Customer Research Brief
MarketingWorkflow · Library- Model
- Perplexity Enterprise
- Data Class
- P2 · public web + internal account dossier
For the named account, produce a one-page research brief with sections: Company snapshot, Recent news (last 90 days, cited), Technology footprint, Likely objections, Suggested talk tracks. Cite every external claim with a link. Do not include contact data or personal information about employees.
Evaluation
Intent — Prompts are tested like code. An untested prompt in a governed workflow is a latent incident.
Gold-standard sets
Every prompt that drives a governed workflow has a held-out gold-standard evaluation set — real-but-scrubbed inputs with correct outputs. Typical size: 30–100 cases per prompt. Sets are owned by the prompt owner and versioned.
Evaluation cadence
- Quarterly— every prompt run against its gold set. Accuracy regression > 5% vs. baseline triggers rework.

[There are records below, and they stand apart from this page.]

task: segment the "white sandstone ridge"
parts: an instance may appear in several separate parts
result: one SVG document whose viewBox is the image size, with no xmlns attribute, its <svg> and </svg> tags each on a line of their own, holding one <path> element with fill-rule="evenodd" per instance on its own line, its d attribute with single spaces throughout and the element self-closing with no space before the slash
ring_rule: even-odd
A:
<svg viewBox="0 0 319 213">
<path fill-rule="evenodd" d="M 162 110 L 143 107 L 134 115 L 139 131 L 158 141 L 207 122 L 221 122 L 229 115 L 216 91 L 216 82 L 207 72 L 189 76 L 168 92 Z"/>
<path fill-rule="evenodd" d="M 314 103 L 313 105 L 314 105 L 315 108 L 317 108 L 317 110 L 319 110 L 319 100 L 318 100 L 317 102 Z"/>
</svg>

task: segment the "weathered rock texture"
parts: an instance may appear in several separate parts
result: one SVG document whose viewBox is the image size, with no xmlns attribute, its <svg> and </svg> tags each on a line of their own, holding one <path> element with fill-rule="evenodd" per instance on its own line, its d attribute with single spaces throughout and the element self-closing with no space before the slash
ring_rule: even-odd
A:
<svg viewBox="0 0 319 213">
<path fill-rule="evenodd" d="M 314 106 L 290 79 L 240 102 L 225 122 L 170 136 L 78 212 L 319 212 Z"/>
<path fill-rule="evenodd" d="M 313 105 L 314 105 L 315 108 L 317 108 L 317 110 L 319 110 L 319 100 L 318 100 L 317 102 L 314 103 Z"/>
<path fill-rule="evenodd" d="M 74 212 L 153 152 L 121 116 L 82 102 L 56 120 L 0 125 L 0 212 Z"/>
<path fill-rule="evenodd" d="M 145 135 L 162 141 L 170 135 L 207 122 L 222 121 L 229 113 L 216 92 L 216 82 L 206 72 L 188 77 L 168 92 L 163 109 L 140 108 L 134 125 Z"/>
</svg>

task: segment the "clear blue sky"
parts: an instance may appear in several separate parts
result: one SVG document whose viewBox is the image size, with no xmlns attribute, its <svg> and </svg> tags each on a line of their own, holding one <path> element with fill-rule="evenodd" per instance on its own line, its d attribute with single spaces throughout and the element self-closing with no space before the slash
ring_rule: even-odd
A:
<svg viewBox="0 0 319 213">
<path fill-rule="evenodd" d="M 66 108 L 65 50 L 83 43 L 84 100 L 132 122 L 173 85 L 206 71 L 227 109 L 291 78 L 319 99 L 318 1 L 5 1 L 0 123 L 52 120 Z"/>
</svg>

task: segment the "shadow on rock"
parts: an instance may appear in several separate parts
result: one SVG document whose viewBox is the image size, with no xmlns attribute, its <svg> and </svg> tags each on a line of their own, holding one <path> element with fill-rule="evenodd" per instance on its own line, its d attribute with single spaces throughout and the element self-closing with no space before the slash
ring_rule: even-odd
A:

- On model change — vendor version bump or tier migration forces a full re-evaluation before the new model is enabled.
- On incident — any workflow incident involving a prompt triggers immediate re-evaluation plus prompt revision or retirement.
Red-team prompts
A portion of each gold set is adversarial — inputs designed to probe failure modes (ambiguity, edge cases, prompt injection, policy-violating requests). Red-team performance is tracked separately and reported to the governance committee.
Change Control
Intent — Prompts change. So do model versions. Version control is the mechanism that lets you roll back when a change degrades the output.
- Prompts live in a Git-backed store with clear ownership per prompt.
- Every change is a PR reviewed by Owner + one peer from the same function.
- Evaluation results must be attached to any change PR — no change merges without a before/after score.
- Rollback is the default on any regression — fix forward only after root cause is understood.
- Retirement is flagged 30 days ahead; workflows and SOPs referencing the prompt are updated in the same release.
Regulatory Mapping
Intent — Prompt libraries aren't named in most regulations, but the evidentiary role they play in model risk, bias testing, and incident RCA is explicit.